There may be some danger of "over interpreting" the information about individuals brokerage roles as representing meaningful acts of "agency." In any population in which there are connections, partitioning will produce brokerage -- even if the partitions are not meaningful, or even completely random. Can we have any confidence that the patterns we are seeing in real data are actually different from a random result?
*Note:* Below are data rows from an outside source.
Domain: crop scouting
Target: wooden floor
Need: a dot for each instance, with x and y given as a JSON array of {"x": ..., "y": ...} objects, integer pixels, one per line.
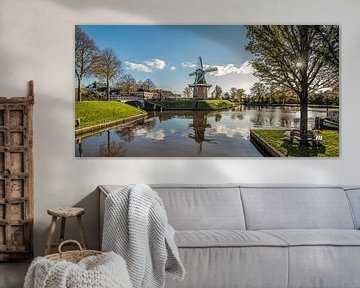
[{"x": 12, "y": 274}]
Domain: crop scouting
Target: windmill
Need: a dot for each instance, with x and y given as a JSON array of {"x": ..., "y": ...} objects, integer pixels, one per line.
[{"x": 200, "y": 87}]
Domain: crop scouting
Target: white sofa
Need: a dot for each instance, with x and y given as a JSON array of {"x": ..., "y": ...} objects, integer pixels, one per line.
[{"x": 263, "y": 236}]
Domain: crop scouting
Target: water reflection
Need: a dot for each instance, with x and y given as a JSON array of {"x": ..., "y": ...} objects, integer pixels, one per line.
[
  {"x": 199, "y": 125},
  {"x": 192, "y": 133}
]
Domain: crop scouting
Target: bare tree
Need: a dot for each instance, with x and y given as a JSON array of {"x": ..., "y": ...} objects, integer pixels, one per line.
[
  {"x": 127, "y": 83},
  {"x": 302, "y": 58},
  {"x": 148, "y": 85},
  {"x": 108, "y": 67},
  {"x": 187, "y": 92},
  {"x": 85, "y": 54}
]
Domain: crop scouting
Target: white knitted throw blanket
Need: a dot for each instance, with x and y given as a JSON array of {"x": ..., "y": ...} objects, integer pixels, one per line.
[
  {"x": 103, "y": 271},
  {"x": 136, "y": 227}
]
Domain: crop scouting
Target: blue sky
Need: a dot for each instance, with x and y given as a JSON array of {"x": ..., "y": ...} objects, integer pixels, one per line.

In Figure 9.18, we see the number of relations of each type that would be expected by pure random processes. We ask: what if actors were assigned to groups as we specify, and each actor has the same number of ties to other actors that we actually observe; but, the ties are distributed at random across the available actors? What if the pattern of roles was generated entirely by the number of groups of various sizes, rather than representing efforts by the actors to deliberately construct their neighborhoods to deal with the constraints and opportunities of group relations?
Figure 9.18. Expected values under random assignment
If we examine the actual brokerage relative to this random expectation, we can get a better sense of which parts of which actors roles are "significant." That is, occur much more frequently than we would expect in a world characterized by groups, but random relations among them.
Figure 9.19. Normalized brokerage scores
The normalized brokerage scores in this example need to be treated with a little caution. As with most "statistical" approaches, larger samples (more actors) produce more stable and meaningful results. Since our network does not contain large numbers of relations, and does not have high density, there are many cases where the expected number of relations is small, and finding no such relations empirically is not surprising. Both actor 2 and actor 5, who do broker many relations, do not have profiles that differ greatly from what we would expect by chance. The lack of large deviations from expected values suggests that we might want to have a good bit of caution in interpreting our seemingly interesting descriptive data as being highly "significant."
In this chapter we’ve taken another look at the notion of embedding; this time, our focus has been on the individual actor, rather than the network as a whole.
The fundamental idea here is that the ways in which individuals are attached to macro-structures is often by way of their local connections. It is the local connections that most directly constrain actors, and provide them with access to opportunities. Examining the ego-networks of individuals can provide insight into why one individual’s perceptions, identity, and behavior differ from another’s. Looking at the demography of ego networks in a whole population can tell us a good bit about its differentiation and cohesion - from a micro point of view.
In the next several chapters we will examine additional concepts and algorithms that have been developed in social network analysis to describe important dimensions of the ways in which individuals and structures interact. We’ll start with one of the most important, but also most troublesome, concepts: power.